A Tale of Two Republics: Native Resistance to Coal Mining in Texas

A Tale of Two Republics

Outside the city of Eagle Pass on the Texas/Mexico border a coal-mining project is getting under way.  The project was initially proposed in 1994; since that time seemingly everyone in the region has worked to ensure it never happen.  Resistance has taken an unfortunate step backwards recently when Texas Center for Environmental Quality (TCEQ) granted various permits and the US Corps of Army Engineers streamlined a state process for coal mining. Last month, to the dismay of locals, mining commenced.2republics.jpg

The proposed Dos Republicas coal mine is a lose/lose scenario for Texas.  This mine is different from the usual energy resource for pollution tradeoff.   All of the coal is slated for shipment to Mexico to be burned in the Carbon energy plant in Coahuila – the dirtiest power plant in the hemisphere. The mining process will pollute the water, destroy the land, threaten wildlife and cause air pollution, light pollution and sound pollution to the city of Eagle Pass, with no benefits of any kind.

On top of the regular down-side to coal mining is the unique territory where it is located.  The Rio Grande river basin is one of the oldest historical human settlement areas in all of the Americas and ancestral territory to many Native Texans including Carrizo, Coahuiltecan and Apache.  Comanche from as far away as Oklahoma have returned to Eagle Pass recently to publicly oppose the mine.  More than 100 archaeological sites would be threatened with destruction by dynamite blasting, surface mining and chemicals (nitrification), which are highly corrosive underground.  The proposed mine will completely destroy ancient burials, numerous artifacts, and sacred sites – many of which have not been identified.  In violation of federal law, there has been no consultation with any tribes . (see letter here)

Thousands have signed a statement in opposition to the mine, including the City of Eagle Pass, Maverick County and the local hospital district.  People do not support destroying their homeland to ship coal to Mexico, where the low environmental standards will send air pollution back to Texas.  However, the threat to 25,000 Texas acres is still a possibility because of the corruption embedded in the Texas land code.  Since 1971 TCEQ has approved 87,000 permits and denied only 15.  This appears as a cruel joke, and many surely attribute this type of governance to conservative politicians and the ‘good ol’ boy’ system in Texas.  Such roots run deeper than mere corruption, however – the antecedent to this destruction is the foundation of our state.  This is the epitome of colonialism; it is the ugliest face of capitalism, the least sensible notion of private property and an utterly facile application of law.

Colonialism: the long game

The case of Dos Republicas exemplifies the status quo of colonial society.  All the residents of the area, including the city and county, oppose a 22republicsdestructive and unnecessary project, but it moves forward in order to line the pockets of outside elites.  This is what happens when the people are denied sovereignty, and mirrors extraction based imperialism that has defined the European invasion of the Americas.

Because the genocidal project in Texas has been so thorough, there are currently no Indian tribes in Texas that are both federally recognized and claim Texas as ancestral territory (all of the federally recognized Indians: Kickapoo, Tigua and Alabama-Coshatta were relocated).  The lack of political rights has led to the misunderstanding that there are no Natives in Texas.  However, there are millions of Natives in Texas – millions of people disenfranchised by coloniality.

Colonialism affects different peoples in different ways.  The classification of Native groups into identity categories like “Indian” has been an important facet of colonialism, because it marked people as outside of society and devoid of rights.  Texas established rule of law in a flurry of genocidal advancement.  Mirabeau Lamar decreed it illegal for any Indians to remain within Texas in 1838.  The response was for many Natives to go into hiding, essentially assuming a Xicano (chi-cah-no) identity.

Xicanos, often referred to as Mexicans or Mexican Americans, are Native.  Since the term “Mexican” implies the nation to the south and immigration, this label is used by colonial society to disenfranchise Native claims by Spanish speaking mestizos.
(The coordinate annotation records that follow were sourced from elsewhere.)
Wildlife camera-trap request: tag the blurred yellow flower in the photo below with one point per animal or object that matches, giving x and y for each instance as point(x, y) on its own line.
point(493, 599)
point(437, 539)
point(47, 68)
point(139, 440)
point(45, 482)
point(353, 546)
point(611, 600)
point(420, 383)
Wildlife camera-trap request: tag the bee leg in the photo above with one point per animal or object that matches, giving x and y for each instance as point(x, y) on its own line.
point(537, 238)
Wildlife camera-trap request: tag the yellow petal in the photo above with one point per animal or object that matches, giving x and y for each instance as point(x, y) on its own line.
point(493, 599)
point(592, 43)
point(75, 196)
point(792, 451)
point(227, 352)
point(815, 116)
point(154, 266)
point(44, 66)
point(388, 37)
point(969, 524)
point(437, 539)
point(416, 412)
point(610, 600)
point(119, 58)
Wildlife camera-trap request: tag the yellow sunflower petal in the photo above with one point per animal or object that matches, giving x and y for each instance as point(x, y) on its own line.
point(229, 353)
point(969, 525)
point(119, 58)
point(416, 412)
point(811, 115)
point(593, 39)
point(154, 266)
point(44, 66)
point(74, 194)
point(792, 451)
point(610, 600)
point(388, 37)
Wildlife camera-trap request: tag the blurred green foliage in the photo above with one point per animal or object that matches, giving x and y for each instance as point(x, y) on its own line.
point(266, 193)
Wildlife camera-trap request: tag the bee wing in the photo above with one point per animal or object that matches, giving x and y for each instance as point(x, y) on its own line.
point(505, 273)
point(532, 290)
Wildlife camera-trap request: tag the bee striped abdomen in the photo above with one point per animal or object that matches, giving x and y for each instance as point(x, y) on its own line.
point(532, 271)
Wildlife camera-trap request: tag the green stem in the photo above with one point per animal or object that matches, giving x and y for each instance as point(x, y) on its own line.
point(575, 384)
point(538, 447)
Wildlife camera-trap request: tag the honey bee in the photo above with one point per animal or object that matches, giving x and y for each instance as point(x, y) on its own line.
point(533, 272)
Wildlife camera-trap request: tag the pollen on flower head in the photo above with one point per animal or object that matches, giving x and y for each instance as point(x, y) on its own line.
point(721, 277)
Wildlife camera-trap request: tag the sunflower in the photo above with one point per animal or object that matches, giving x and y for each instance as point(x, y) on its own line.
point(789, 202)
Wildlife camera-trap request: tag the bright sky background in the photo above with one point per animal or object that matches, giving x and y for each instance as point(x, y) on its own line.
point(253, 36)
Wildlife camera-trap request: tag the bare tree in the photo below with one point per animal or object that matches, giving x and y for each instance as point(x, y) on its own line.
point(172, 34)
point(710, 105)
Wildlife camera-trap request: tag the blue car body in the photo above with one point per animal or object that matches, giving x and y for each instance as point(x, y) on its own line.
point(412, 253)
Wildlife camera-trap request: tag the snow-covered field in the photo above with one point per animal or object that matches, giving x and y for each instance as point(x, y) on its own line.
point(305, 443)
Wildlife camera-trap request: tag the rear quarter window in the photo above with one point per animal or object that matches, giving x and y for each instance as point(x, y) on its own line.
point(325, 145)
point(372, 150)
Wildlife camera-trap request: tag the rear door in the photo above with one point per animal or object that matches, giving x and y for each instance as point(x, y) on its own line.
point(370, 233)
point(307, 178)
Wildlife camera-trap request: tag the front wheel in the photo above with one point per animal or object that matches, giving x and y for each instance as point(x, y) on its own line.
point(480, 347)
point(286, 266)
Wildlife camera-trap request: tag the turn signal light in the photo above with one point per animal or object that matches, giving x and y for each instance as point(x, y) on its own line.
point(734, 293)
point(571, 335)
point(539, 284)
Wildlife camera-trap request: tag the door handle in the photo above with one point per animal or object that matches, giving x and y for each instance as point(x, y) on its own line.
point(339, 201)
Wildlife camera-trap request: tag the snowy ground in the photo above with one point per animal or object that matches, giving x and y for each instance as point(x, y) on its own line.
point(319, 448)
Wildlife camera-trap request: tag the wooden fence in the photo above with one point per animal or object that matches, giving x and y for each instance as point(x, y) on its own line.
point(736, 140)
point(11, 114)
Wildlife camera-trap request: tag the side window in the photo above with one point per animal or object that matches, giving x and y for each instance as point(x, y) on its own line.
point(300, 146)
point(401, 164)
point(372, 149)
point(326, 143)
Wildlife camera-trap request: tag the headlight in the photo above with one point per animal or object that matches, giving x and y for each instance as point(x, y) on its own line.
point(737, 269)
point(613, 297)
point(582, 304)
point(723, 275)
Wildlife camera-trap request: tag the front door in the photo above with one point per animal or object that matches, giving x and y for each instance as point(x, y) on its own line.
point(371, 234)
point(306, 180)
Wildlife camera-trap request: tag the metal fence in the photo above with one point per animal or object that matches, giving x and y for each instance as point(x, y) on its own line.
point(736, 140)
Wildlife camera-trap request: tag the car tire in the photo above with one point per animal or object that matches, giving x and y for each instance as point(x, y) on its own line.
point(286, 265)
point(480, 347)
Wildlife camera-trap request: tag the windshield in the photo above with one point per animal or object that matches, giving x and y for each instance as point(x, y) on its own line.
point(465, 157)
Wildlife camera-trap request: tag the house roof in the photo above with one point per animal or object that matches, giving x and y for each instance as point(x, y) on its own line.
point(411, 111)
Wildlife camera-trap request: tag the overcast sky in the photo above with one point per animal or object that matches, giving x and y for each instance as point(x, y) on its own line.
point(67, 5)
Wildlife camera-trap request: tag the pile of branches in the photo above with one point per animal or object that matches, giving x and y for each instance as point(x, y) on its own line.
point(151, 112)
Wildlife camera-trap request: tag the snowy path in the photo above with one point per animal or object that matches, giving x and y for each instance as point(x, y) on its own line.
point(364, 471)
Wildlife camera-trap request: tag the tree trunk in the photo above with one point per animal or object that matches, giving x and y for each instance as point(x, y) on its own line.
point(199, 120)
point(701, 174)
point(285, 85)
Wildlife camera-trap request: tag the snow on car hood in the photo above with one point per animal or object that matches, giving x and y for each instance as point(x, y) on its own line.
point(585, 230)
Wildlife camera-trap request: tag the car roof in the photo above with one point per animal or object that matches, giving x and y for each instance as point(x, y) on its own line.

People identify as Xicano for political reasons – it is a claim to Native ancestry. Xicanos have been living in Texas since before the founding of the USA, before colonialism.  Even if people’s ancestors did migrate from Latin America, Texas is, in fact, ancestral land to peoples living throughout the Americas.  While Xicanos are not Indians, they are not settler-colonials either; they are Native, and therefore have a connection and responsibility to their territory.

Conversely, federally recognized Indians, who gained their status through warfare and treaty with the colonial society, were displaced from Texas to Oklahoma, such as the Comanche and the Tonkawa from the area around Austin.  Groups like the Carrizo and Coahuiltecans have ancestral roots in Texas – however their political organization was such that they were never granted recognition by the federal government.  Some of these groups have subsequently been recognized by the State of Texas, however state recognition is not a sovereign status.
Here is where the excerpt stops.